Microgram scales provide resolution for nanometer-era process control
Dynamic sensing and compensation technology converts a precise mass-balance into an atomically precise one. With microgram resolution and repeatability in automated systems in the 10-milligram range, weight measurement tools from Metryx are currently installed on fab floors assisting in process development as well as routine statistical process control (SPC) tracking. Their newest Mentor DF3 tool includes dual 300mm FOUPs that can also handle 200mm wafers.
The systems use ambient sensors to continuously monitor temperature, pressure, and relative humidity. Sensing the air density allows weight measurement correction in the substrate’s atmospheric buoyancy. These dynamic software compensations and substantial hardware redesign and optimization to minimize internal noise sources allow for atomic-layer resolution without the extra size and cost of ambient isolation.
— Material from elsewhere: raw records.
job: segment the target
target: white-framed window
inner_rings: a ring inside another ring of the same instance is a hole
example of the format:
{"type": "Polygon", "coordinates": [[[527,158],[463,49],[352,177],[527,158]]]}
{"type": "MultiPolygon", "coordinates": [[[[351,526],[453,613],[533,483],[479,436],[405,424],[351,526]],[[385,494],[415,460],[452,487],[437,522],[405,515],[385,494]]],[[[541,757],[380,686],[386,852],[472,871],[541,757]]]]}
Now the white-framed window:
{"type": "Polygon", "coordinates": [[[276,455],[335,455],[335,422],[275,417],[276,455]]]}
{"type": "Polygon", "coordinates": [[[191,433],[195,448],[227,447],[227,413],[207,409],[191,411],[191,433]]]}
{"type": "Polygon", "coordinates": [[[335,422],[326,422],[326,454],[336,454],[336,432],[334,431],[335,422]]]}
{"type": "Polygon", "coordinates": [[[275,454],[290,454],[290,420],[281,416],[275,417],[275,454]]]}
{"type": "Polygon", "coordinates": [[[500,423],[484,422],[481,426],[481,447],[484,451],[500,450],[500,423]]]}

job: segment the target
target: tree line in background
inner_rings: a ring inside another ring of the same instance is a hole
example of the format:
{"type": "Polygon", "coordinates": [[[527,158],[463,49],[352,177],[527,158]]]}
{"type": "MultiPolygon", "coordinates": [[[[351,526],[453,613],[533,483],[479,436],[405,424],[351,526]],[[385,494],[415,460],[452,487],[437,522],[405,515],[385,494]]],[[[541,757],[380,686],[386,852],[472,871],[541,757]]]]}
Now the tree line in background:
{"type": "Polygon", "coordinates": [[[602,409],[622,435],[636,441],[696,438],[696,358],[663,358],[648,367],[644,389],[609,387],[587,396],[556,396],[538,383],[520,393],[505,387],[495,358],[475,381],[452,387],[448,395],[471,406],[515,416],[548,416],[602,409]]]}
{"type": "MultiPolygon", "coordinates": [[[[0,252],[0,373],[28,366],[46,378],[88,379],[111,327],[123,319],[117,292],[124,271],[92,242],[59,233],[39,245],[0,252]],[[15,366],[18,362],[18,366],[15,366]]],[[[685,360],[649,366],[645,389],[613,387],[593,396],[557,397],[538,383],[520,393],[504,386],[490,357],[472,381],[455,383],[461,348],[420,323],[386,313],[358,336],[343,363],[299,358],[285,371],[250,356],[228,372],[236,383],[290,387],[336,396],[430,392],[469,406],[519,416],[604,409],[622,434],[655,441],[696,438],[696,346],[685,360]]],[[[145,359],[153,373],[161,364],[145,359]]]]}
An atmospheric robot handles up to 60 wafers/hr in and out of the measurement enclosure. After the wafer reaches equilibrium with internal conditions, it is placed on a load-cell that determines weight. By taking “before and after” difference measurements, and comparing to reference and calibration masses, one can determine the change in mass due to a wide variety of both deposition and material-removal processes, with atomic-layer accuracy. The nondestructive technique can be used on 150mm to 300mm product, test, and blanket wafers.
Changes in material removal processes, such as wet-etch, plasma-etch, and chemical-mechanical planarization (CMP), can be detected and used in R&D. For example, a deep silicon etch on 200mm wafers with a 12% exposed area removes ~1µg for every 1µm of trench depth; for a target of 30µm, a 10% control range might be 3µm ≈ 3mg, and Metryx claims the systems’ 1σ mass error is 0.04mg, or just 0.7nm of silicon. This is ample bandwidth for R&D and also eventual manufacturing SPC.
Critical deposition films, including multicomponent or multiphase layers such as high-k and low-k materials, can be weighed to determine basic thickness as well as “2nd-order” information such as porosity of low-k and composition of high-k films. For HfSixOy atomic-layer deposition (ALD) films, the Si content must be controlled to ensure proper dielectric properties. With every hafnium atom having over 6× the atomic weight of every silicon atom, variations in content result in resolvable weight shifts (see figure). Changes of silicon of <1% can be simply, nondestructively detected during volume production.
 Silicon content vs. density for HfSixOy. |
The only downside to running wafers though the system is the backside addition of particles due to the necessarily intimate contact between the wafer and the balance. However, it would seem that measurements could be done just before cleans in an existing manufacturing flow without any concern. -E.K.